I’m quite proud of our breakdown into key claims; I think it’s much clearer than any previous writing (and in particular makes it easier to notice which sub-claims are obviously true, which are daring, which are or aren’t supported by theorems, …). It also seems that John was mostly on board with it.
I still stand by our critiques. I think the gaps we point out are important and might not be obvious to readers at first. That said, I regret somewhat that we didn’t focus more on communicating an overall feeling about work on natural abstractions, and our core disagreements. I had some brief back-and-forth with John in the comments, where it seemed like we didn’t even disagree that much, but at the same time, I still think John’s writing about the agenda was wildly more optimistic than my views, and I don’t think we made that crisp enough.
My impression is that natural abstractions are discussed much less than they were when we wrote the post (and this is the main reason why I think the usefulness of our post has been limited). An important part of the reason I wanted to write this was that many junior AI safety researchers or people getting into AI safety research seemed excited about John’s research on natural abstractions, but I felt that some of them had a rosy picture of how much progress there’d been/how promising the direction was. So writing a summary of the current status combined with a critique made a lot of sense, to both let others form an accurate picture of the agenda’s progress while also making it easier for them to get started if they wanted to work on it.

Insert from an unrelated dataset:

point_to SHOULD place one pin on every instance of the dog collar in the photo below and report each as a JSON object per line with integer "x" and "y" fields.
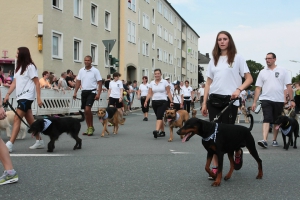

Since there’s (I think) less attention on natural abstractions now, it’s unsurprising that those goals are less important.
As for why there’s been less focus on natural abstractions, my guess is a combination of at least:
- John has been writing somewhat less about it than during his peak-NAH-writing.
- Other directions have gotten off the ground and have captured a lot of excitement (e.g. evals, control, and model organisms).
- John isn’t mentoring for MATS anymore, so junior researchers don’t get exposure to his ideas through that.
It’s also possible that many became more pessimistic about the agenda without public fanfare, or maybe my impression of relative popularity now vs then is just off.
I still think very high effort distillations and critiques can be a very good use of time (and writing this one still seems reasonable ex ante, though I’d focus more on nailing a few key points and less on being super comprehensive).